1. $c_1(K_X)=c[\omega],c>0$ where $\omega$ is the Kähler form on $X$.

2. $1+h^{0,3}+h^{1,1}=h^{0,1}$

It's easy to find example satisfying the first condition. One can take $X=X_1\times X_2\times X_3$ where $X_i$s are compact Riemann surfaces of same genus $g\geq 2$. Another set of examples would be hypersurfaces in $\mathbb{CP}^4$ of very high degree, i.e., holomorphic sections of $\mathcal{O}(d)\rightarrow \mathbb{CP}^4$, we have $K_X=\mathcal{O}(d-5)|_X$. The second condition seems harder to check.
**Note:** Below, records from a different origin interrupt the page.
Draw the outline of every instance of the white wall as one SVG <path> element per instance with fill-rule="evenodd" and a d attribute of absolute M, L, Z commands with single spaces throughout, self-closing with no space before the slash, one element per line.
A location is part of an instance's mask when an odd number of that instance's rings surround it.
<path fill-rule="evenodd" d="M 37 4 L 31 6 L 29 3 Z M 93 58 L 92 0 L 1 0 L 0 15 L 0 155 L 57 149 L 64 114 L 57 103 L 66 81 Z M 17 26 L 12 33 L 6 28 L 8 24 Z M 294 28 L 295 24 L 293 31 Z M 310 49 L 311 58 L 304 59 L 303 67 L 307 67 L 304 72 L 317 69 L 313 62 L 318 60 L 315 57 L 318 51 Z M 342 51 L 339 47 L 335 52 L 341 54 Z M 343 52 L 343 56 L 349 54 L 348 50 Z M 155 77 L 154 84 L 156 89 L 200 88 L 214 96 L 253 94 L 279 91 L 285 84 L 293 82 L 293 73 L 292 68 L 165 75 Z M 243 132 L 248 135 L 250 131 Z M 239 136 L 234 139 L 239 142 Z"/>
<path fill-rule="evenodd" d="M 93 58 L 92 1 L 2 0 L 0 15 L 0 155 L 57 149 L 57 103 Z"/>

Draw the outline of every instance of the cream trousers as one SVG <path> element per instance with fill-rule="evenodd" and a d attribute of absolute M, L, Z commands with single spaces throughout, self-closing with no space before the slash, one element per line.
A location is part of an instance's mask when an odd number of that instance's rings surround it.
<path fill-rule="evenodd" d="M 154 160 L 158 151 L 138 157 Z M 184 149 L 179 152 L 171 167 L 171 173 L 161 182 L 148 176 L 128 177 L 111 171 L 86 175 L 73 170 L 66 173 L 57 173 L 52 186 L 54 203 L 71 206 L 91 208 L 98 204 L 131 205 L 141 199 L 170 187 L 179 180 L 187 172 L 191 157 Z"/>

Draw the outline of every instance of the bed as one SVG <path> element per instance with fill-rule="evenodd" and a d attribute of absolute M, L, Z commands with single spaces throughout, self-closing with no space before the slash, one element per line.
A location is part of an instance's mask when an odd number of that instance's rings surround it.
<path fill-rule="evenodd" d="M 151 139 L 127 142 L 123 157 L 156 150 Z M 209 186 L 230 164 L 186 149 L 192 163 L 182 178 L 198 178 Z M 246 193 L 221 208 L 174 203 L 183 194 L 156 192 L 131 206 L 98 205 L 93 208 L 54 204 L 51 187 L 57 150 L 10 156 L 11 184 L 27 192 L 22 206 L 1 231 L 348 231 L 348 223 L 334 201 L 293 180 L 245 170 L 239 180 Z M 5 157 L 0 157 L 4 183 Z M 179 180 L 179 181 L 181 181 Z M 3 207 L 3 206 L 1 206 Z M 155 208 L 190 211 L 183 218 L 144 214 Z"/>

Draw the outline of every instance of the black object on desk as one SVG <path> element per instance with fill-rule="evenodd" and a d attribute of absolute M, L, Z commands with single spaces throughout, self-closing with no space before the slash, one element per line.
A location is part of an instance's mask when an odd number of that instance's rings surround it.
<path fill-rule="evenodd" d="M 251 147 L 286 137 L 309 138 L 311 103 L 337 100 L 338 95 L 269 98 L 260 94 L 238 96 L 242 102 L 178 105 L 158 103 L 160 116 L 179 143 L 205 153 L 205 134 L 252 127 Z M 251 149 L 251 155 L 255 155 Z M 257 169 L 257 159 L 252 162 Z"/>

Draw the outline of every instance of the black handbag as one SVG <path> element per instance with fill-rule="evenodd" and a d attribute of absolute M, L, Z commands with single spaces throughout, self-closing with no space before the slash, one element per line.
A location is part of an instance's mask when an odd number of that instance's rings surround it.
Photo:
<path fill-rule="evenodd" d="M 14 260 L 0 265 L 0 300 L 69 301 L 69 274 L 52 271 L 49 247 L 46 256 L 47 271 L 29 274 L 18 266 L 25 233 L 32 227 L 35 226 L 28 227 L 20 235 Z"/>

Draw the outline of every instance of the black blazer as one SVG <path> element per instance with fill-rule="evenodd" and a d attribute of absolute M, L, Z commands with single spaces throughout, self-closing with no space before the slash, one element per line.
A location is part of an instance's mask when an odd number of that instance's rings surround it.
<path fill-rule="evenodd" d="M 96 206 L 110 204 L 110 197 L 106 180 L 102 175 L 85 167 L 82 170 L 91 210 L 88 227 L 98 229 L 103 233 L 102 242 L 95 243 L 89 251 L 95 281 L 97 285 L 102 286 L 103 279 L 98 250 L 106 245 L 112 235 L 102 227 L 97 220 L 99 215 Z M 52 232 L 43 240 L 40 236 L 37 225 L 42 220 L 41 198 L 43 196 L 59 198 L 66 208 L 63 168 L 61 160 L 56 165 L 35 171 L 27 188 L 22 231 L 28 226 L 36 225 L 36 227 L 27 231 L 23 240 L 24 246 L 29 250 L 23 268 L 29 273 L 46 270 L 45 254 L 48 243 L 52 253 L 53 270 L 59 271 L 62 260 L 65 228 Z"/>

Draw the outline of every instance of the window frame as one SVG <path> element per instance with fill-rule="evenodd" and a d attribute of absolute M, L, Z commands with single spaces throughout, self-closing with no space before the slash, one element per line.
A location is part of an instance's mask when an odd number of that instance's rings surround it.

Any help is appreciated.

Answer 1

What about taking a product $X=Y\times \Sigma$, where $Y$ is a fake projective plane and $\Sigma$ is a surface of genus $3$? We have $h^{1,1}(X)=2$, $h^{0,1}(X)=3$, and $h^{0,3}(X)=0$ by Kuneth formula. Condition 1) holds since this is a $3$-fold of general type with ample canonical bundle.